New emails surfaced on Tuesday (June 15) revealing the extent Donald Trump and his allies went to contest the results of the 2020 presidential election. According to multiple reports, a batch of emails released by Democrats on the House Oversight Committee show that members of Trump’s administration, including his assistant and chief of staff, were instructed to pressure Attorney General Jeffrey Rosen and the Department of Justice into backing the former president’s baseless claims that there was voter fraud amid the election.
The documents also show the emails in which Rosen —who was replacing former Attorney General William Barr at the time — was pressured as well as his response to the requests.
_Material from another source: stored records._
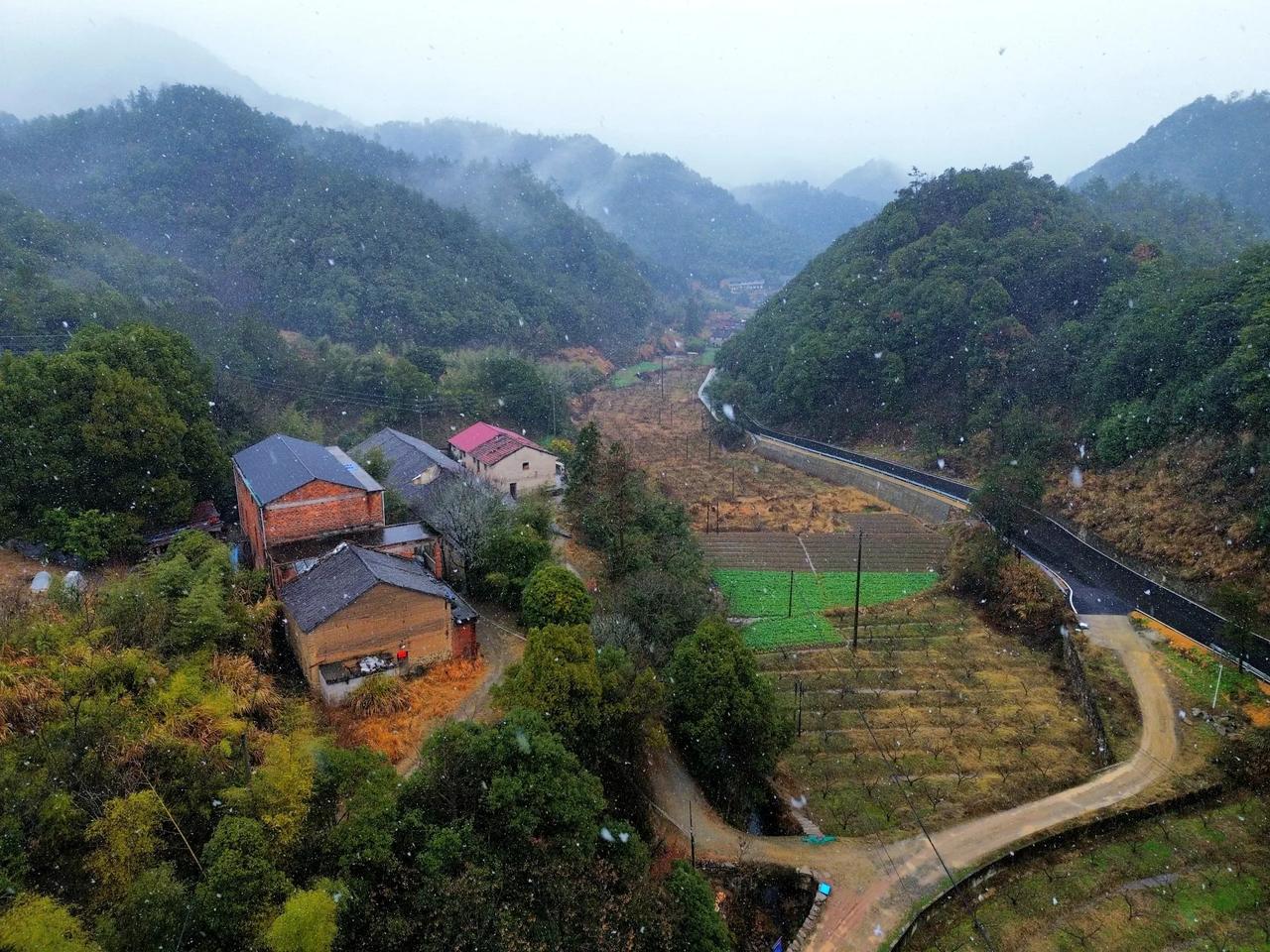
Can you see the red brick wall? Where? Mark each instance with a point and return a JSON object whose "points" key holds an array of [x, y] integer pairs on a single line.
{"points": [[318, 508], [462, 640]]}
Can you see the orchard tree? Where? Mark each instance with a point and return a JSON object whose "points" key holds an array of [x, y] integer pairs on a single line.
{"points": [[724, 715], [554, 595]]}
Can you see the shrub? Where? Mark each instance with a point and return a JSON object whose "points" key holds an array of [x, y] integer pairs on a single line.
{"points": [[379, 694], [554, 595], [724, 715], [91, 535]]}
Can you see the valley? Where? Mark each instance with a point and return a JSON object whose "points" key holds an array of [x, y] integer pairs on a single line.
{"points": [[432, 508]]}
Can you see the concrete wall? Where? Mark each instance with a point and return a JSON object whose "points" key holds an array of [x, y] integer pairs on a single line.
{"points": [[527, 467], [915, 500]]}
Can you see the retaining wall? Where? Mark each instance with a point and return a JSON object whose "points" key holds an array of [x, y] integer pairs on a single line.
{"points": [[1079, 684], [969, 887]]}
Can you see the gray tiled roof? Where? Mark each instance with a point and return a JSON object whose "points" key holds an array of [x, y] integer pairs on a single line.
{"points": [[408, 457], [347, 574], [278, 465]]}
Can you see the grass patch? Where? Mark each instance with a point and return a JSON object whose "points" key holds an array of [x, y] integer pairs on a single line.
{"points": [[1191, 880], [769, 634], [766, 594]]}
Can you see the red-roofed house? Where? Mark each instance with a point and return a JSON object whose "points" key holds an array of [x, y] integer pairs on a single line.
{"points": [[507, 460]]}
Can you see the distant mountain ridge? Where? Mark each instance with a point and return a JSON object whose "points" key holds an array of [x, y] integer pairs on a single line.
{"points": [[76, 70], [817, 213], [876, 180], [1215, 146], [663, 209]]}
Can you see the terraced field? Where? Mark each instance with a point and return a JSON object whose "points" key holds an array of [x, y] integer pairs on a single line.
{"points": [[934, 712], [769, 594]]}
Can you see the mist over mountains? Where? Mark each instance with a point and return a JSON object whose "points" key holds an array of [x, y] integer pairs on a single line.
{"points": [[77, 68], [662, 208]]}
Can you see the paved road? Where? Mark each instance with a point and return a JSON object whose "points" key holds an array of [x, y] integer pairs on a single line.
{"points": [[875, 885], [500, 647]]}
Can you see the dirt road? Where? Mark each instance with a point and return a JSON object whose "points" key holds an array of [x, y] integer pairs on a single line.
{"points": [[876, 884]]}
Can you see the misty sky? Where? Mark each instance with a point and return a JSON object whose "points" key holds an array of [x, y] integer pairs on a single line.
{"points": [[740, 90]]}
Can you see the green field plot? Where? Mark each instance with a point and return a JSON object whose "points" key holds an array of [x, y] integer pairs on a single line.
{"points": [[626, 376], [769, 634], [1194, 880], [766, 594]]}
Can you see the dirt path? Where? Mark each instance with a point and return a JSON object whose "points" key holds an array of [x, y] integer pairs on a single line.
{"points": [[876, 885], [500, 648]]}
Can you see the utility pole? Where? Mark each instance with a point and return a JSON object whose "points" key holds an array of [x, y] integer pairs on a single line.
{"points": [[855, 627], [693, 837]]}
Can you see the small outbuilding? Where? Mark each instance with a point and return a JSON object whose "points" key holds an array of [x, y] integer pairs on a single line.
{"points": [[356, 613], [290, 489], [508, 460]]}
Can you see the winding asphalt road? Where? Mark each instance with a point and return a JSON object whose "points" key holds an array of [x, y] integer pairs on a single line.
{"points": [[876, 884]]}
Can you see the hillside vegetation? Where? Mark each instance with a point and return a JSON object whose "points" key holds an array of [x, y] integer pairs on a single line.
{"points": [[1199, 227], [313, 244], [1215, 146], [996, 316], [671, 214], [817, 213]]}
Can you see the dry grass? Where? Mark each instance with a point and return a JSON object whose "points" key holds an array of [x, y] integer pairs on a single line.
{"points": [[968, 721], [380, 696], [17, 571], [1173, 509], [752, 493], [431, 697], [254, 693]]}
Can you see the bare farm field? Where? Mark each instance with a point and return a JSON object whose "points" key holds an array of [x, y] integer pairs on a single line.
{"points": [[668, 439], [935, 712]]}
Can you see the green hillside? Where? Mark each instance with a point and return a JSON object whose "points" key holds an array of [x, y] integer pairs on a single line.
{"points": [[672, 216], [996, 316], [316, 244], [1215, 146]]}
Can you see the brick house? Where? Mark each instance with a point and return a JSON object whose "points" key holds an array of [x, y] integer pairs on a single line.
{"points": [[508, 460], [356, 613], [290, 489]]}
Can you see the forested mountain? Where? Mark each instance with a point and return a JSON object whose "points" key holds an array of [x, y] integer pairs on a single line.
{"points": [[944, 308], [68, 68], [817, 213], [1196, 226], [876, 180], [663, 209], [1215, 146], [313, 244], [997, 315]]}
In several emails, Trump’s allies sent documents highlighting states like Michigan, New Mexico, Texas and certain counties in Georgia where they believed voter fraud was being practiced.
In one of the exchanges, Rosen declined to meet with Trump’s lawyer, Rudy Giuliani, about his suspicions that the election results were rigged. He also refused to sit down with a Giuliani ally in a meeting that was intended to discuss theories that military technology and satellites were being used to turn the election in Biden’s favor.
“I flatly refused, said I would not be giving any special treatment to Giuliani or any of his ‘witnesses,’ and re-affirmed yet again that I will not talk to Giuliani about any of this,” Rosen wrote to fellow DOJ official Richard Donoghue of his decision.
The emails pressuring Rosen were reportedly sent to him with hopes to gain the Justice Department’s support in their false claims of deception after Barr, who was resigning from office, previously said there was no widespread fraud in the election. Rosen and other members repeatedly turned down the requests to look into the backless claims.
After requesting an interview with Rosen last month, Democrat Carolyn Maloney of the House Oversight Chairwoman sent a letter to Mark Meadows — Trump’s former chief of staff — then-Assistant Attorney General Jeffrey Clark and Donoghue, seeking their testimony about the emails and the roles they played in contesting the election results amid Trump’s time in the White House.